Requirements: torch, numpy, scipy (only for the numpy experiments), Python 3.8+.


Quick start

Like all SAM-style optimizers, SAM_SPS performs two forward/backward passes per step and therefore requires a closure that re-evaluates the loss:

import torch
from sam_sps import SAM_SPS

model     = MyModel()
criterion = torch.nn.CrossEntropyLoss()

optimizer = SAM_SPS(
    model.parameters(),
    rho=0.1,             # sharpness radius
    lambd=1.0,           # 0.0 -> USAM-SPS, 1.0 -> SAM-SPS
    f_star=0.0,          # mini-batch lower bound; 0 for non-negative losses
    gamma_b=1.0,         # cap on the Stochastic Polyak Scheduler step size
    weight_decay=5e-4,
)

for x, y in loader:
    def closure():
        loss = criterion(model(x), y)
        loss.backward()
        return loss
    optimizer.step(closure)

Unlike tuned constant-LR or Cosine-Annealing baselines, no learning rate needs to be picked or scheduled — the scheduler computes $\gamma_t$ from the loss and gradient at each iteration.


The algorithm

Each iteration performs an ascent step to the perturbed point $e^t$, then descends from $x^t$ using the gradient at $e^t$ with an adaptive step size:

1. Perturbation.

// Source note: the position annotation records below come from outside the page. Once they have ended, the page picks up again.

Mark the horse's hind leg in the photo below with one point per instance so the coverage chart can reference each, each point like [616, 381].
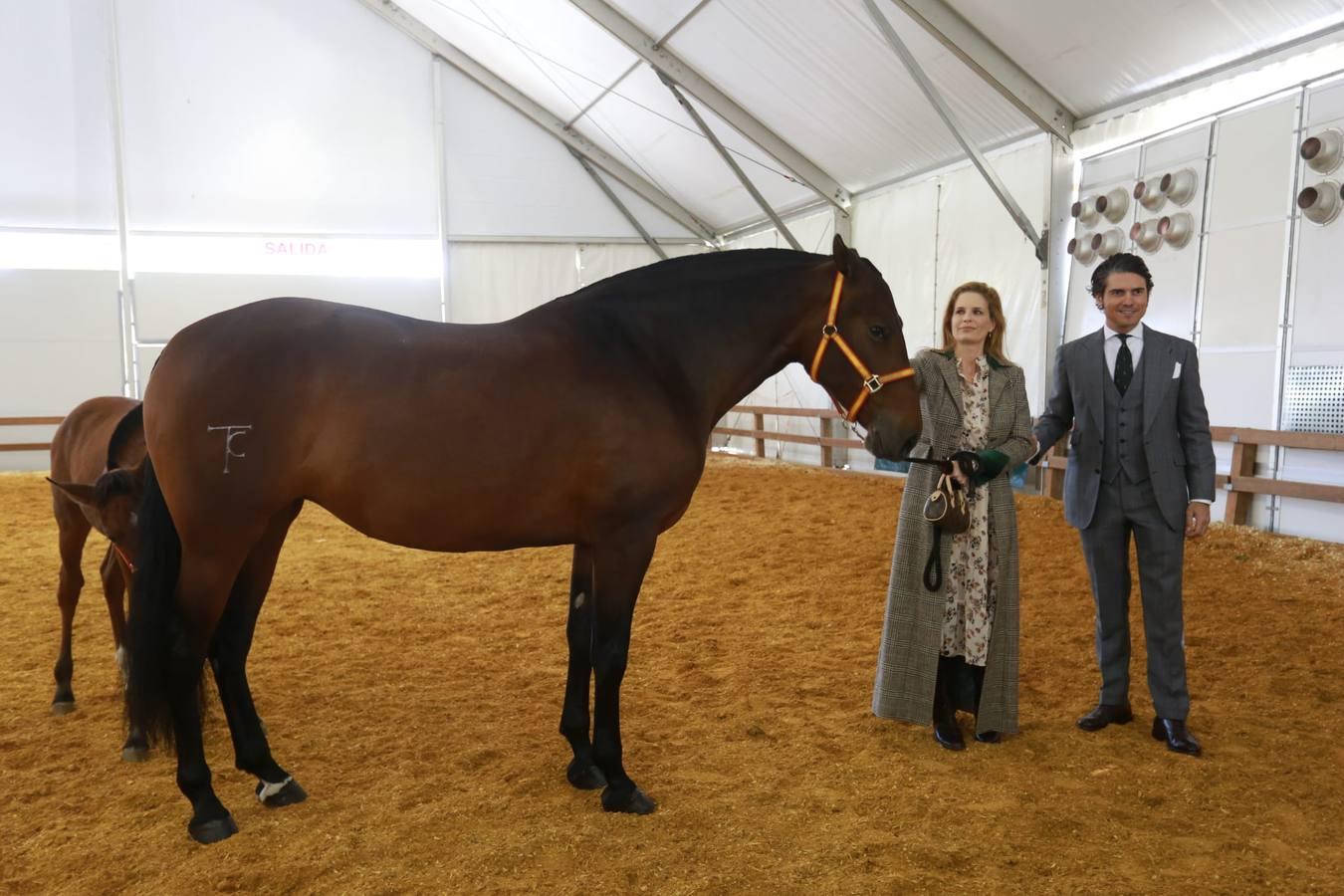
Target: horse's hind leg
[202, 595]
[617, 575]
[114, 590]
[574, 719]
[229, 658]
[74, 533]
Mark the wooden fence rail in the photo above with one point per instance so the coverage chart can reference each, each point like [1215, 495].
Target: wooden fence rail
[1240, 483]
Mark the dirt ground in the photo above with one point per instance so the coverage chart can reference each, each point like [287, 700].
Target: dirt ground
[415, 696]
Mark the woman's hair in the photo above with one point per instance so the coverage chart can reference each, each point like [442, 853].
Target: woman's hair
[995, 341]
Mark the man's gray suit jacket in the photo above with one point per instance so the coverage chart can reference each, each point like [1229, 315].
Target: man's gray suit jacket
[1176, 439]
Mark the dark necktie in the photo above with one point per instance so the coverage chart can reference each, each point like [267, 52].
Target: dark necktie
[1124, 364]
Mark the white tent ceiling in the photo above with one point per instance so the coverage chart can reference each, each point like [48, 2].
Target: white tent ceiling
[820, 77]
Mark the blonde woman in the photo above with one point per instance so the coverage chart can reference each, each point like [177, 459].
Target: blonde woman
[957, 646]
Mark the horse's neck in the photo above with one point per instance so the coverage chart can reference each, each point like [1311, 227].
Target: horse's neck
[744, 340]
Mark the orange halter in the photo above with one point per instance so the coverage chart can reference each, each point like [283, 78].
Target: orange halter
[871, 381]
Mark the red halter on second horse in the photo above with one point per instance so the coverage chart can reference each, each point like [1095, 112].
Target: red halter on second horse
[871, 381]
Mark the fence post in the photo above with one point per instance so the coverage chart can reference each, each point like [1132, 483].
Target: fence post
[1243, 464]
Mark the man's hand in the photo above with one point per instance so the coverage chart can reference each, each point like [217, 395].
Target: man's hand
[1197, 519]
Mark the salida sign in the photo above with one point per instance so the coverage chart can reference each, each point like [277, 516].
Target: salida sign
[295, 247]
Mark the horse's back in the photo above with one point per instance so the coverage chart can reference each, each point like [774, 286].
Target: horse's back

For mini-batch loss $f_{S_t}$ and sharpness radius $\rho$,

$$e^t = x^t + \rho \left( 1 - \lambda + \frac{\lambda}{|\nabla f_{S_t}(x^t)|} \right) \nabla f_{S_t}(x^t).$$

Setting $\lambda = 0$ gives USAM's unnormalized perturbation; setting $\lambda = 1$ gives SAM's normalized perturbation.

2. Stochastic Polyak Scheduler. The step size minimizes the Polyak-style upper bound on $|x^{t+1} - x^*|^2$ at the perturbed point, capped by $\gamma_b$:

$$\gamma_t = \min\left\lbrace \frac{\big[f_{S_t}(e^t) - \ell^*{S_t} - \langle \nabla f{S_t}(e^t),\ e^t - x^t \rangle\big]+}{|\nabla f{S_t}(e^t)|^2},\ \gamma_b \right\rbrace.$$

3. Descent.

$$x^{t+1} = x^t - \gamma_t \nabla f_{S_t}(e^t).$$

When $\rho = 0$, the rule reduces to the classical Polyak step / $\mathrm{SPS}_{\max}$ (Loizou et al., 2021) for SGD. When $\lambda = 0$, the ReLU safeguard $\max(0, \cdot)$ is provably redundant for smooth convex objectives with $\rho \le 1/L$ (Proposition 2.1).

Theoretical guarantees

Setting Method Rate
Strongly convex, smooth (deterministic) USAM-SPS linear, exact (Theorem 3.1)
Convex, smooth (deterministic) USAM-SPS $O(1/T)$, exact (Theorem 3.2)
Decreasing $\rho_t \downarrow 0$ (deterministic) USAM-SPS $|\nabla f(x^t)| \to 0$ (Theorem 3.4)
Strongly convex, smooth (stochastic) USAM-SPS linear, to a neighborhood (Theorem 3.5)
Convex, smooth (stochastic) USAM-SPS $O(1/T)$, to a neighborhood (Theorem 3.8)
Interpolated ($\sigma^2 = 0$) USAM-SPS neighborhood collapses; exact convergence (Corollary 3.6)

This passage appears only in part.